If it's really what you want to do, good luck! I think you

 

I've worked across what would probably be considered core-plus to value-add, and that is where those observations come from. IMO, "opportunistic" vs value add pretty much means development/significant repositioning or some level of distress involved. I would surmise that the stringency of underwriting is equally rigorous as long as you are investing someone else's money,  

 
Most Helpful

First, Beers gave a pretty solid answer, so I ditto that. Including the "cautionary" tale on whether you should jump this way or not. For context/background, I did real estate/economic consulting before joining a development firm (as head of research/strategy), so I have some understanding, but I was not in the MBB world and was very much in "real estate", so take my thoughts for what they are worth. Here my answers to your questions:

1. I'd think many "big name" institutional shops will respect the MBB background, not sure they will care all that much, but bigger the name, the better the luck (FWIW, I talked to a person on WSO over a year ago who made a jump from a MBB shop to a big name institutional investment mngr, so it is def doable). Like Beers said, not common, but it happens, people from a lot less have successfully made it in to real estate, so I'd think you should be able to if so motivated. 

2. Network Network Network... making these jumps works best via personal connection (even if just to "bump" your application internally). Apply on line of course (then network with people at those firms). NO harm in sending resume to HH firms, you can find lists on posts on WSO and elsewhere, just know they will prob not respond to you. If your resume fits what they are looking for, they will reach out, if not, they will just tag into the system. Keeping LinkedIN up to date (maybe get some real estate memberships or courses on there?) could help equally. TBH, not sure if they ever seek "MBB" types (more common is IB or CRE brokerage), so may just get looked over, but again, worth trying. 

3. With just two years of exp, I'd be prepared to make this a "restart" and enter at the analyst level. That said, some may give you associate or sr. analyst ranks (title/ranks are more BS in this industry tbh). I'd def apply for associate roles as well as analyst roles. Everyone will view this differently, but getting a matching title with a jump like this is possible, but you should be ready/okay with a lesser one given that you are seeking first real role in real estate and not coming with direct exp. As to pay.... if your current ALL IN is $210k, then getting that or close to it with ALL IN pay in a buy-side shop is not impossible, BUT you may get offered less like all-in $150k or even less at a firm you really want to work for (note, there can be serious WLB trade-offs in the firms that offer you close to $200k all-in). So, I'd be prepared to take less if you really really want to do this jump. 

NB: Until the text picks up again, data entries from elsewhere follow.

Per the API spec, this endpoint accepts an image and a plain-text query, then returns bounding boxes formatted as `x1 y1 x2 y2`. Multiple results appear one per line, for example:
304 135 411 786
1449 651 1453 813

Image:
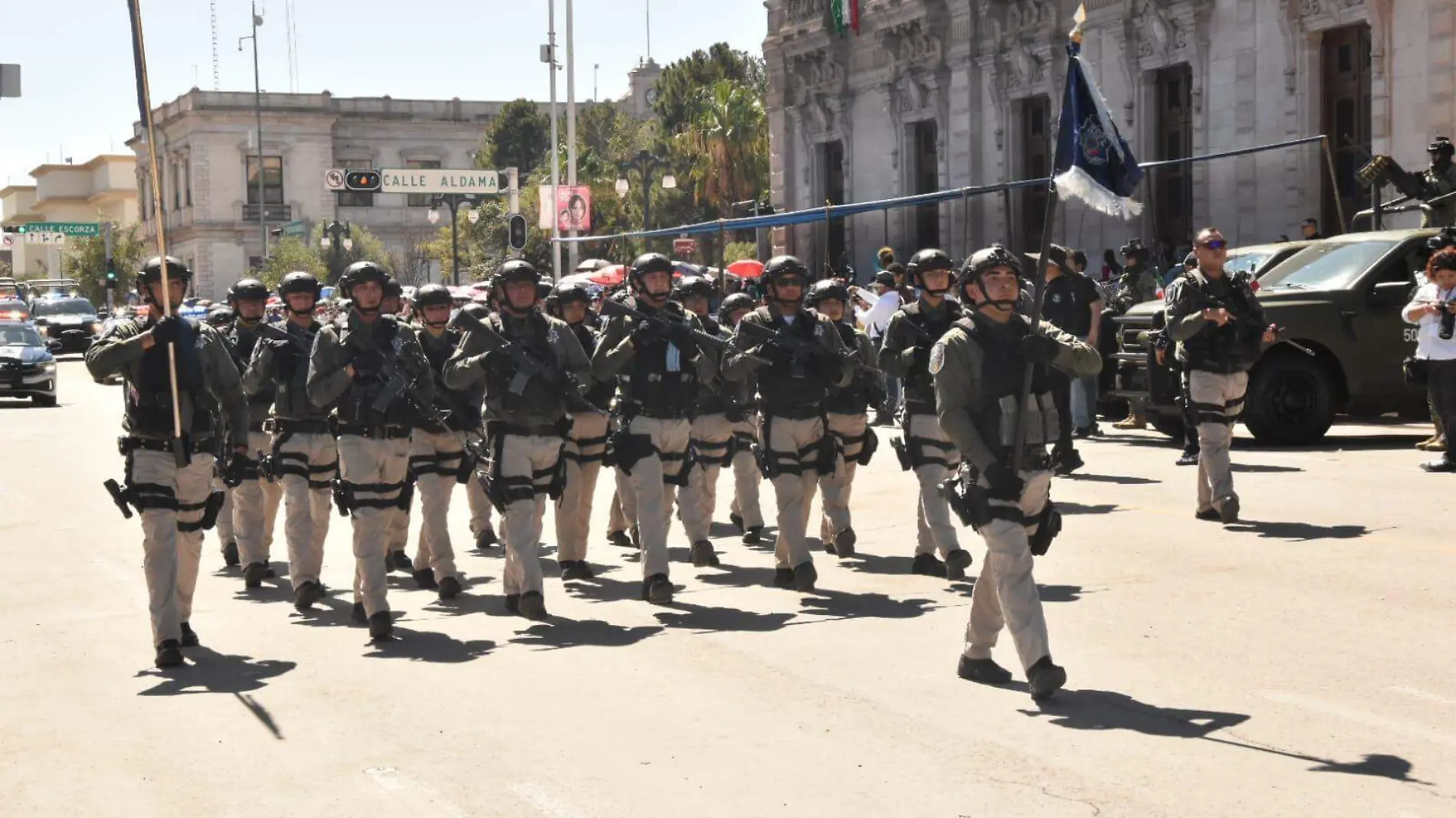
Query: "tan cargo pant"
126 450 212 646
495 435 563 594
406 430 464 582
1188 370 1249 511
556 412 608 562
339 435 409 616
728 417 763 528
966 472 1051 669
274 432 339 590
760 417 838 568
820 412 874 543
623 417 693 579
906 415 961 559
231 432 283 566
677 414 733 543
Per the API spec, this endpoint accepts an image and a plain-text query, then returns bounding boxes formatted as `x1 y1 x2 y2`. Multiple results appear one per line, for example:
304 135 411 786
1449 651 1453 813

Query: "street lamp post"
616 150 677 247
319 220 354 283
430 194 479 286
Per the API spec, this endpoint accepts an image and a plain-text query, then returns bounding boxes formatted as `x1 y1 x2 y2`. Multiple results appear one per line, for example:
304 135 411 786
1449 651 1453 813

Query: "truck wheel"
1244 355 1335 446
1147 412 1182 441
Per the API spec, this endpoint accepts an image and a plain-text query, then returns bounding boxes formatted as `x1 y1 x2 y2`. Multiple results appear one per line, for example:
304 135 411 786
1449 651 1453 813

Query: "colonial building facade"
765 0 1456 270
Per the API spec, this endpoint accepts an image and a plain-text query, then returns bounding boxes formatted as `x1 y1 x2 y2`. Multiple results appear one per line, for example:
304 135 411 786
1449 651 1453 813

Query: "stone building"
765 0 1456 275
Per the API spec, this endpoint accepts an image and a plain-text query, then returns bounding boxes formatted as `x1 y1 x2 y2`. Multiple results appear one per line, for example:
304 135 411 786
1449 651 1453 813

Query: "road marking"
1258 690 1456 747
511 781 587 818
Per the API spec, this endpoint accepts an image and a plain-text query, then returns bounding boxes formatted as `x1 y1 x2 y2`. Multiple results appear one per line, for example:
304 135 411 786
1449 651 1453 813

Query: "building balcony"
238 204 293 223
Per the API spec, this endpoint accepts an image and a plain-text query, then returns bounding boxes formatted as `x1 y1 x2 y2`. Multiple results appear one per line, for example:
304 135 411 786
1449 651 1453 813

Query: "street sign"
379 168 501 195
15 221 100 237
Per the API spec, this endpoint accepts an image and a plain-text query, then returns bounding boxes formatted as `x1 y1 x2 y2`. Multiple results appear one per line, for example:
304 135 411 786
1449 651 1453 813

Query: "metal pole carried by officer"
673 275 746 568
223 278 283 588
552 284 616 579
929 244 1100 699
880 249 971 581
409 284 480 600
805 278 884 559
1168 227 1277 524
723 256 854 592
243 272 339 611
591 254 717 604
718 293 763 546
86 256 248 668
309 260 435 640
444 259 591 620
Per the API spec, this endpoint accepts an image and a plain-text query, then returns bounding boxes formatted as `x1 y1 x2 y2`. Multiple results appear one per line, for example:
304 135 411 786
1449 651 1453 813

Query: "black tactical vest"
621 301 699 417
955 314 1057 463
335 316 418 427
900 299 964 415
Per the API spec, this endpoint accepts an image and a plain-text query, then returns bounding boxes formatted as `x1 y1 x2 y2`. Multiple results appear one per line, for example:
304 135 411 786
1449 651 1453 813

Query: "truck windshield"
1260 239 1399 290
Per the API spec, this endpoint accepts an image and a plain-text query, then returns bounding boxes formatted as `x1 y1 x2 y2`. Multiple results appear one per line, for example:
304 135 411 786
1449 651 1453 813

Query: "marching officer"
805 278 884 559
930 244 1100 699
243 272 339 611
718 293 763 546
86 256 248 668
552 284 616 579
880 249 971 581
673 275 743 568
723 256 854 592
409 284 480 600
307 260 435 640
444 259 591 620
223 278 283 588
1168 227 1275 525
591 254 715 604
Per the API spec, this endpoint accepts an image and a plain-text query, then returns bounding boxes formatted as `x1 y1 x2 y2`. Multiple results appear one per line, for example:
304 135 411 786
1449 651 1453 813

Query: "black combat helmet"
227 278 271 309
804 278 849 307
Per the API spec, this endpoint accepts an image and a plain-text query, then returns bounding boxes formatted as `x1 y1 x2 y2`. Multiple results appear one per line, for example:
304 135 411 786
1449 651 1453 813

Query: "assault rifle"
451 301 610 412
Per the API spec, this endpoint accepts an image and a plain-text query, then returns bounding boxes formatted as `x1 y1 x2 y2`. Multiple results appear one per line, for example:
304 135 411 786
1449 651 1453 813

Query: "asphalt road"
0 359 1456 818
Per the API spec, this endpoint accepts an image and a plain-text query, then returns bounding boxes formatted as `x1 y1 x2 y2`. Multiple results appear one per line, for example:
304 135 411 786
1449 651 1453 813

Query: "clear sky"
0 0 767 186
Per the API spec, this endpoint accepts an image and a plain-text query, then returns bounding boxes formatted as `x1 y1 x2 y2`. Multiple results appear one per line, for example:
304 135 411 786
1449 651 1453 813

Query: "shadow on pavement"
511 616 663 650
137 646 299 695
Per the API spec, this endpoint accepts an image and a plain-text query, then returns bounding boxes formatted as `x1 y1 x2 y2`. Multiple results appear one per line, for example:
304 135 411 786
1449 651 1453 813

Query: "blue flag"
1053 41 1143 218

4. Really... I'd just go direct, I don't see doing other paths as smart unless you really really want to (I mean how bad do you want out of MBB world??). You could spend another year or two at current firm, do MBA and jump that way. Longer, more expensive sure... but maybe the path that opens up the "top" shops if you so care. Clearly, you could recruit now, and if you don't get what you want, fall back to this option. 

Good luck! 

 

Thank you, appreciate it!

Do you think firms would consider an mba hire if they have no prior experience? Going back to school was part of my plan anyways, but I’m not sure if most firms would demand previous experience. I know in PE that is often the case.

 

I think your consulting experience would have to count for something, but it's worth investigating that further. To note, RE firms seems to be more open to "new" people post-MBA than PE in general (my opinion at least), but I'd research more for better idea. TBH, how you frame your current work matters a lot in this regard. People jump from banking, law, general corp stuff into CRE, so I dont see why this is any harder.